Another consequence of these imports is that, despite interest rates being pushed to levels exceeding the ceiling, exchange rates—which remain uncontrollable—are driving significant price increases and, consequently, fuelling food inflation.
In Turkey, it appears that another factor indicating food inflation—considered the primary driver of the poverty line, which has risen well above even the minimum wage—will climb even more rapidly in the coming period, is the increasingly widespread Middle East War. In particular, due to this war, which is expected to lead to cost increases across all petroleum products, prices for chemical fertilisers—which are also petroleum-based—have begun to rise as well.
Exchange rates, which have long influenced the prices of imported agricultural products, are now expected to cause price rises in petroleum products.
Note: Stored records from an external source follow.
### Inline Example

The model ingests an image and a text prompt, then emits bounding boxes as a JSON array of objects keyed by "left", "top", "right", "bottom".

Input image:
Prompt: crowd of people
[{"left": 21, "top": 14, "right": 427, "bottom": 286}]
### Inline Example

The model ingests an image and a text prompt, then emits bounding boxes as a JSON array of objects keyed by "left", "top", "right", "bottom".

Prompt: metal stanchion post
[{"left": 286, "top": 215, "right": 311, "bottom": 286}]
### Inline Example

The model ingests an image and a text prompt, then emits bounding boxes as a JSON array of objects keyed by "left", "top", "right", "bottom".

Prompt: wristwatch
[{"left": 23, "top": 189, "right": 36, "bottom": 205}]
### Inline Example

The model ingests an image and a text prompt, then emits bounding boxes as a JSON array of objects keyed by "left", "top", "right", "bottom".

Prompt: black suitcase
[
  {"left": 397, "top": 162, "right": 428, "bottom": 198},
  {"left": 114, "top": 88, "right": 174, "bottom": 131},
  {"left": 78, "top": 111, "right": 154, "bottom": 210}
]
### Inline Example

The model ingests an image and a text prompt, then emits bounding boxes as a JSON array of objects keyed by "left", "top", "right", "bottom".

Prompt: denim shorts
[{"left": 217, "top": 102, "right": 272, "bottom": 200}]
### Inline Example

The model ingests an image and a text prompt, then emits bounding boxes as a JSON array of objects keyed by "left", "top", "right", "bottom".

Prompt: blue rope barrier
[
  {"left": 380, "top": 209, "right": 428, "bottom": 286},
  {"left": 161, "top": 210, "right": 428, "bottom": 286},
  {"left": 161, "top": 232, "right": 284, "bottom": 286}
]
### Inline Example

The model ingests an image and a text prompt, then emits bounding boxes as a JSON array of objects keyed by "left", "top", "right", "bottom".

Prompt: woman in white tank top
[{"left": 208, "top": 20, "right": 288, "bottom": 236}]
Combined with rising exchange rates, this will rapidly drive up the prices of domestically produced agricultural goods as well. Consequently, it would be far from inaccurate to predict that food inflation in Turkey will be a strong contender for the ‘world championship’ even by TurkStat’s own measurements.
So how do we get out of this situation? The answer, of course, lies in properly implementing the agricultural support measures that have quietly slipped away from Turkey and have not been seen for some time; however, developments in this area have long since taken a turn for the worse. Far from increasing, budgetary support for agriculture is declining rapidly. For example, whilst 27 billion 112 million lira in support was provided to agriculture in the first two months of 2024, support for the first two months of this year stood at just 2 billion 56 million lira. More importantly, during this two-month period, not a single lira of support was provided for diesel and chemical fertilisers, which are considered the most basic inputs for agriculture. Yet, diesel – the primary fuel for agricultural machinery used by farmers to plough, cultivate and harvest their fields – must be provided to farmers free of charge or at a significant discount in Turkey, just as it is in all European countries.
To put this into perspective, the Netherlands—which has a total area of 41,864 square kilometres, not just agricultural land—provides substantial funding of 2.83 billion euros (147 billion lira) annually to farmers for modernisation, environmentally friendly production, R&D and rural development. These subsidies maximise productivity by encouraging greenhouse farming, precision agriculture and circular agriculture practices, and the Netherlands’ annual agricultural exports amount to 135 billion euros.
In short, the way to prevent Turkey—a country of 780,000 square kilometres heading towards the world championship in food inflation—from falling behind in this sector is clearly to provide agricultural support at least on a par with that applied in the Netherlands, which, with a total area of 41,864 square kilometres, accounts for 18.7 per cent of Turkey’s total land area. If these subsidies were increased proportionally (18.7 × 2.83) to 53 billion euros (2.75 trillion lira), it would be clear that significant agricultural exports could be achieved rather than relying on imports.
However, given that Turkey paid 640.1 billion lira in interest during the first two months of 2026, whilst providing only 2 billion 56 million lira in agricultural support during the same period, the extent to which this is realistic will become apparent as a result of the competition between the group delighted by the ‘championship’ in food inflation and the millions who wish to be relegated from this league.